How do you solve Log_6(x+8) + log_6 (x-8)=2?

Oct 22, 2015

$x = 10$ is the (unique) answer. See explanation below.

Explanation:

First, use the fact that ${\log}_{b} \left(A\right) + {\log}_{b} \left(B\right) = {\log}_{b} \left(A B\right)$ (when $A , B > 0$) to rewrite the equation as ${\log}_{6} \left(\left(x + 8\right) \left(x - 8\right)\right) = 2$, or ${\log}_{6} \left({x}^{2} - 64\right) = 2$.

Now rewrite this last equation in exponential form as $36 = {6}^{2} = {x}^{2} - 64$. Therefore, ${x}^{2} = 100$ and $x = \pm \sqrt{100} = \pm 10$.
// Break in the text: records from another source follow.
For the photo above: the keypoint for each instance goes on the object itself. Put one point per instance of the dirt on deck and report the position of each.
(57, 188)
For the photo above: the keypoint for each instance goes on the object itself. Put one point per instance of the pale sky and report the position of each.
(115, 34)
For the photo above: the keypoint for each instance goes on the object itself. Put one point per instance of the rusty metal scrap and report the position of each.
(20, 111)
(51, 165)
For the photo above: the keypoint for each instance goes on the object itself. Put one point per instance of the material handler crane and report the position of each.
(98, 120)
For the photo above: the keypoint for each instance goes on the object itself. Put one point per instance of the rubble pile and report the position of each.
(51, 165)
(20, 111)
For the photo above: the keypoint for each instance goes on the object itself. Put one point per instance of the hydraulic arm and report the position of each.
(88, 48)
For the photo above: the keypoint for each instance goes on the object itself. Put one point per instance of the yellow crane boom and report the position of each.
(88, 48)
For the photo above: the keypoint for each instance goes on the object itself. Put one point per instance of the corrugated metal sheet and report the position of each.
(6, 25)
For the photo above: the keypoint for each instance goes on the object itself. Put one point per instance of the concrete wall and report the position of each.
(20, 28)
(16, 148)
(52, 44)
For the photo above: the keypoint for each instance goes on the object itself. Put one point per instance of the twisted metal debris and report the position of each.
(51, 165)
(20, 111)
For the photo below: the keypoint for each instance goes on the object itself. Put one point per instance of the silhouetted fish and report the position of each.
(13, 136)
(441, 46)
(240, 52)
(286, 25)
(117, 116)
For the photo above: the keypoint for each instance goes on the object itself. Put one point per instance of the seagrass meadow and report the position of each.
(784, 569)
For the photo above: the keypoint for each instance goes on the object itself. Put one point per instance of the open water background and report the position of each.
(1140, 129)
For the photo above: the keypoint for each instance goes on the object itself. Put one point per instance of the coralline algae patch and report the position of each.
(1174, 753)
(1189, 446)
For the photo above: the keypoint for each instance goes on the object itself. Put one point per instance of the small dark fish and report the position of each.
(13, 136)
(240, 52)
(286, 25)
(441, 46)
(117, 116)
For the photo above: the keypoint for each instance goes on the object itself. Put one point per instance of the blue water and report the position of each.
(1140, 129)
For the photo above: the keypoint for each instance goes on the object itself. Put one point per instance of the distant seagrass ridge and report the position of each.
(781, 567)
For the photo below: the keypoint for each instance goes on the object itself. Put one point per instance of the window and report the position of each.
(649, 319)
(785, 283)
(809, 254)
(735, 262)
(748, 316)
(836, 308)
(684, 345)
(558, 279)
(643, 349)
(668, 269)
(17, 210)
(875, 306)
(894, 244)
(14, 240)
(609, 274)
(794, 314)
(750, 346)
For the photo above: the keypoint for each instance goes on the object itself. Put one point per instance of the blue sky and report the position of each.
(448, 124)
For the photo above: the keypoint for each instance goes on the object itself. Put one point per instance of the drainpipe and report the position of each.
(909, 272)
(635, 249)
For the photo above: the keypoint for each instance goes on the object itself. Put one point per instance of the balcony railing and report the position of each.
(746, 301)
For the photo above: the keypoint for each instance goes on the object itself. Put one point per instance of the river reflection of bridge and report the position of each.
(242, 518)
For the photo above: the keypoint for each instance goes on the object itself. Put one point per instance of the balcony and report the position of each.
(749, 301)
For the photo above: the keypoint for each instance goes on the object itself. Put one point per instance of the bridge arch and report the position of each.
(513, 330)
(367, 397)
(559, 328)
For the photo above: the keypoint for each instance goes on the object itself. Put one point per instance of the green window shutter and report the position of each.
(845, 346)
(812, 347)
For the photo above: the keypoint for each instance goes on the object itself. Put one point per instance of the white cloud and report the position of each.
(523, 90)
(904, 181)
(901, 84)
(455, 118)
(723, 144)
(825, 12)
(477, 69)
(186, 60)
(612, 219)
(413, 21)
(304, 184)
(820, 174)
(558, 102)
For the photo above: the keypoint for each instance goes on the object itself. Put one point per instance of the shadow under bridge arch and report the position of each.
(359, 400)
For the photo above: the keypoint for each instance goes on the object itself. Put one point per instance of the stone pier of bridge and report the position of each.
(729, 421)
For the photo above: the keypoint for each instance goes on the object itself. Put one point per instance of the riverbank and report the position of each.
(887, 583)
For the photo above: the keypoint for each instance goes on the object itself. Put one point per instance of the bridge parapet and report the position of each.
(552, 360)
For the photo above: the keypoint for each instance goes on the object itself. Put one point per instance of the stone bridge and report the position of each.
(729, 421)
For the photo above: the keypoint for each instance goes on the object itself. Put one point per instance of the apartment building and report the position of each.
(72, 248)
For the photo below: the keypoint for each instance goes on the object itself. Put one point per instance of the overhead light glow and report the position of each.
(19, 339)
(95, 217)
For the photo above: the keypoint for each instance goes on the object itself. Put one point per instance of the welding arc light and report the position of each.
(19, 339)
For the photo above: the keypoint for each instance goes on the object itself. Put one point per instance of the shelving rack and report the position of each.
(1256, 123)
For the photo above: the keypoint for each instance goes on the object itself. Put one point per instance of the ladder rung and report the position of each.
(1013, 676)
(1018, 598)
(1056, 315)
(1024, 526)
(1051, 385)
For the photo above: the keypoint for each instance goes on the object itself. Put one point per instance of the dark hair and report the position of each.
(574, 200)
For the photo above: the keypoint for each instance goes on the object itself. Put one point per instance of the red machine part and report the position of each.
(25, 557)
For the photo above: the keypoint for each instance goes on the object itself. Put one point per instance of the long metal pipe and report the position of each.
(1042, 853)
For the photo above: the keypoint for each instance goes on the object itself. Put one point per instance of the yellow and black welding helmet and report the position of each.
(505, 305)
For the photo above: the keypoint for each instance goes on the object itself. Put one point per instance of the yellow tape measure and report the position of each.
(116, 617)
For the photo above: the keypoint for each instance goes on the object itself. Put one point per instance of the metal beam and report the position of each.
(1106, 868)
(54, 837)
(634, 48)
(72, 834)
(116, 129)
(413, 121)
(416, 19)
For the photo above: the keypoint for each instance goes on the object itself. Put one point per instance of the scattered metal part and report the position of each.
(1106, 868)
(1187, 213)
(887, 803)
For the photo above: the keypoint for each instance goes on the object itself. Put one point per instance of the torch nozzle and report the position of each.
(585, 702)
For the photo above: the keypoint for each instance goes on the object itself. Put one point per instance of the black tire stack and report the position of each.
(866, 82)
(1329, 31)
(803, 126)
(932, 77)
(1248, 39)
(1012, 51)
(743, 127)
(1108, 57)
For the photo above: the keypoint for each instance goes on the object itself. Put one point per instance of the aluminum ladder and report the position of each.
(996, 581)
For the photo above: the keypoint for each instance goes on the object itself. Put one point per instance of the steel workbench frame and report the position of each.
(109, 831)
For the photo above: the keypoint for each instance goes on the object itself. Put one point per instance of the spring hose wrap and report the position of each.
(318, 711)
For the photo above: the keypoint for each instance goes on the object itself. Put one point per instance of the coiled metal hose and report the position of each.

Sometimes the solution of logarithmic equations gives extraneous (fictitious) roots, so these should be checked in the original equation (with close attention paid to the domain). In fact, $x = - 10$ is an extraneous solution since ${\log}_{6} \left(z\right)$ is only defined for $z > 0$.

What about $x = 10$? Upon substitution, the left-hand side of the original equation becomes ${\log}_{6} \left(18\right) + {\log}_{6} \left(2\right) = {\log}_{6} \left(36\right) = 2$, so it works.